Mix-and-inject XFEL crystallography reveals gated conformational dynamics during enzyme catalysis.
Dasgupta, M., Budday, D., de Oliveira, S.H.P., Madzelan, P., Marchany-Rivera, D., Seravalli, J., Hayes, B., Sierra, R.G., Boutet, S., Hunter, M.S., Alonso-Mori, R., Batyuk, A., Wierman, J., Lyubimov, A., Brewster, A.S., Sauter, N.K., Applegate, G.A., Tiwari, V.K., Berkowitz, D.B., Thompson, M.C., Cohen, A.E., Fraser, J.S., Wall, M.E., van den Bedem, H., Wilson, M.A.(2019) Proc Natl Acad Sci U S A 116: 25634-25640
- PubMed: 31801874 
- DOI: https://doi.org/10.1073/pnas.1901864116
- Primary Citation of Related Structures:  
6NI4, 6NI5, 6NI6, 6NI7, 6NI9, 6NIA, 6NPQ, 6UND, 6UNF - PubMed Abstract: 
How changes in enzyme structure and dynamics facilitate passage along the reaction coordinate is a fundamental unanswered question. Here, we use time-resolved mix-and-inject serial crystallography (MISC) at an X-ray free electron laser (XFEL), ambient-temperature X-ray crystallography, computer simulations, and enzyme kinetics to characterize how covalent catalysis modulates isocyanide hydratase (ICH) conformational dynamics throughout its catalytic cycle.
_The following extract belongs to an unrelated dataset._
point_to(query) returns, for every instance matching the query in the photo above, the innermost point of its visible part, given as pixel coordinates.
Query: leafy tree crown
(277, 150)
We visualize this previously hypothetical reaction mechanism, directly observing formation of a thioimidate covalent intermediate in ICH microcrystals during catalysis. ICH exhibits a concerted helical displacement upon active-site cysteine modification that is gated by changes in hydrogen bond strength between the cysteine thiolate and the backbone amide of the highly strained Ile152 residue. These catalysis-activated motions permit water entry into the ICH active site for intermediate hydrolysis. Mutations at a Gly residue (Gly150) that modulate helical mobility reduce ICH catalytic turnover and alter its pre-steady-state kinetic behavior, establishing that helical mobility is important for ICH catalytic efficiency. These results demonstrate that MISC can capture otherwise elusive aspects of enzyme mechanism and dynamics in microcrystalline samples, resolving long-standing questions about the connection between nonequilibrium protein motions and enzyme catalysis.
Organizational Affiliation: 
Department of Biochemistry and Redox Biology Center, University of Nebraska, Lincoln, NE 68588.